Tips to a healthy relationship.
Communication is an important part of any relationship. To help open the lines of communication between you and the men you love you must find the most effective ways to get them talking. Walking straight up to a man and sitting down directly across from him can trigger his competitive instincts. Women prefer talking to each other in a “squared up” position (i.e., across from each other), men are more likely to angle their bodies away from each other. You may have heard lots of stuff about how men and women don’t seem to speak the same language. But what’s important is to ask if you’re not sure what he or she means, and speak honestly and openly so that the miscommunication is avoided in the first place. Never bottle up your feelings up because you’re afraid it’s not what your partner wants to hear or because you worry about sounding silly. And if you need time to think something through, the right person will give you some space to do that if you ask for it.
Women are usually more comfortable than men with the idea that spending time together will involve talking. A lot of that has to do with how we spent time with other kids when we were young. “Many men learned to develop connections through shared activities. As boys, they bonded while engaging in sports, playing video games or skateboarding; girls took part in sleepover gossip-a-thons. There is evidence that these roles have carried over to adulthood, count the groups of women versus men the next time you go for brunch (an event that revolves around eggs, coffee and face-to-face chatter). Another reason that talking while walking—or hiking or driving—can be easier for you both is that it provides ready-made conversation fodder.

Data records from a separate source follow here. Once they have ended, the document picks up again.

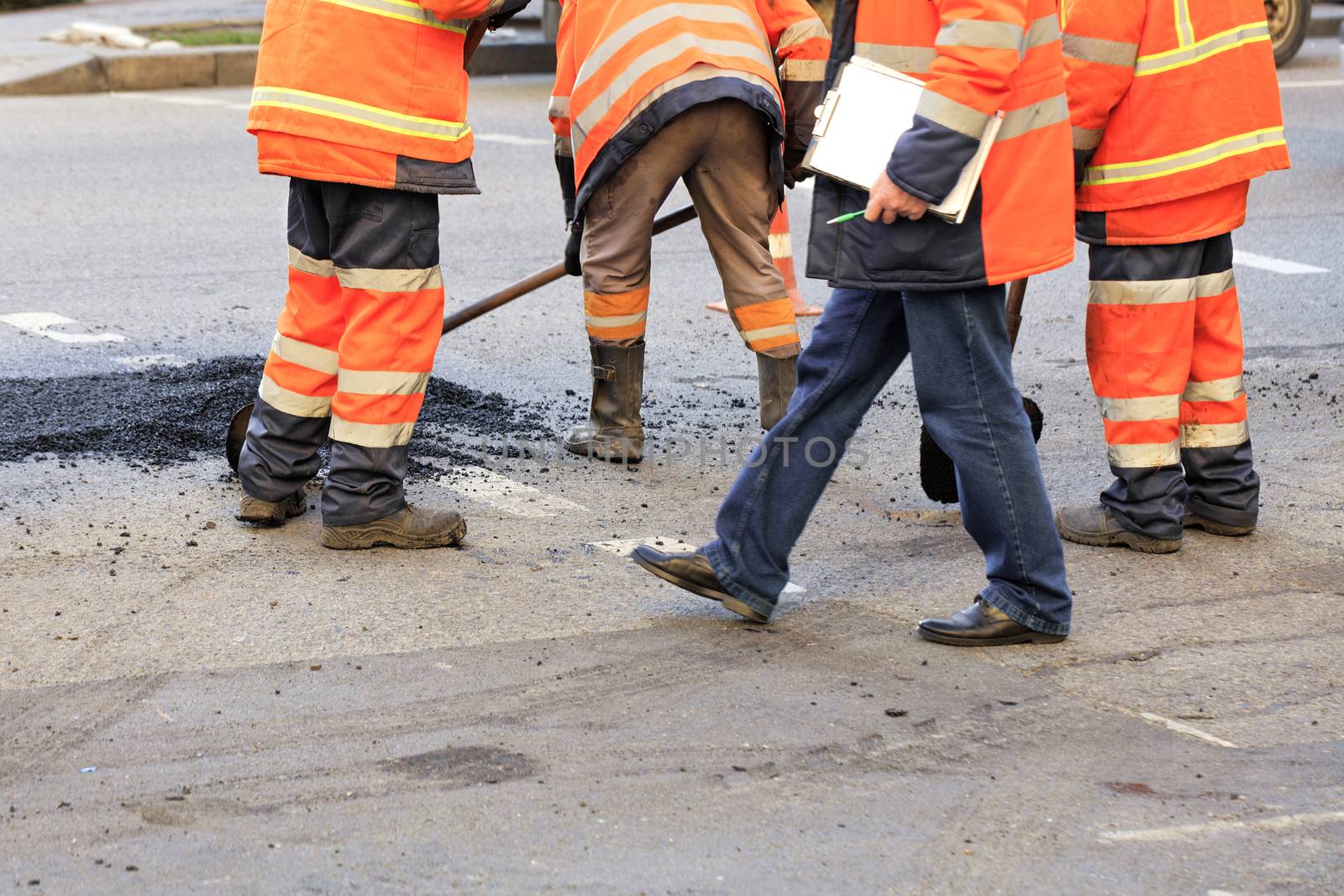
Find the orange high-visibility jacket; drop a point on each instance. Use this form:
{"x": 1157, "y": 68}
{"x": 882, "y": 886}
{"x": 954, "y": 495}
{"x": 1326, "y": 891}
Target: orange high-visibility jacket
{"x": 627, "y": 69}
{"x": 1171, "y": 100}
{"x": 978, "y": 58}
{"x": 367, "y": 92}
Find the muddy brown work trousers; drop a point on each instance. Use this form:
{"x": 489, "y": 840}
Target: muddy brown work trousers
{"x": 721, "y": 150}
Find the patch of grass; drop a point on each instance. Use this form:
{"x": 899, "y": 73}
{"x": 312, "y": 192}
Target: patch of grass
{"x": 207, "y": 36}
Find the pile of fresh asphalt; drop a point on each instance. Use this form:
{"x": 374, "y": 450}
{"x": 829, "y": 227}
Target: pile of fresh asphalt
{"x": 168, "y": 416}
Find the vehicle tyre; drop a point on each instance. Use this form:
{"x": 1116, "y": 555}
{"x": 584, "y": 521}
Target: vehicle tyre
{"x": 1288, "y": 23}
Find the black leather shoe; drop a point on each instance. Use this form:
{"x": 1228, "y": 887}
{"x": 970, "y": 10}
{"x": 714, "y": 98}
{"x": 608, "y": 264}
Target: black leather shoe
{"x": 981, "y": 626}
{"x": 692, "y": 571}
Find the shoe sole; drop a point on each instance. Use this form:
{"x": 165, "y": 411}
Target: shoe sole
{"x": 383, "y": 539}
{"x": 721, "y": 597}
{"x": 1030, "y": 637}
{"x": 1131, "y": 540}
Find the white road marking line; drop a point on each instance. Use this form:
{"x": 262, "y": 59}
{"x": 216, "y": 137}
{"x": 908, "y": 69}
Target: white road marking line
{"x": 1276, "y": 265}
{"x": 140, "y": 362}
{"x": 40, "y": 324}
{"x": 503, "y": 493}
{"x": 1287, "y": 85}
{"x": 1205, "y": 829}
{"x": 622, "y": 547}
{"x": 1187, "y": 730}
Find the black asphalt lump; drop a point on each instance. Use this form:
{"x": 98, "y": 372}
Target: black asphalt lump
{"x": 165, "y": 416}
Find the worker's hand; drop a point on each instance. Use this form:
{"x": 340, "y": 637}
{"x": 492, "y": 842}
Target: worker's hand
{"x": 571, "y": 249}
{"x": 889, "y": 202}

Do your best to do activities together. We are not advising you to stay away from sports bars or rock concerts. Great if you can meet him on his home turf. Where he hangs out with friends is a good example. You may need to wait until the game is over to really engage him, but it will be worth the wait.
Hopefully, you and your partner are treating each other well. Stop and think about whether your relationship has the make or break qualities. Does he or she get how cool you are and why? Hopefully not only because you’re acting like someone you’re not! The key is that your partner is with you for who you are — for your great sense of humour, your love of reality TV, etc. Does your partner listen when you say you’re not comfortable doing something and then back off right away? Respect in a relationship means that each person values who the other is and understands — and would never challenge — the other person’s boundaries.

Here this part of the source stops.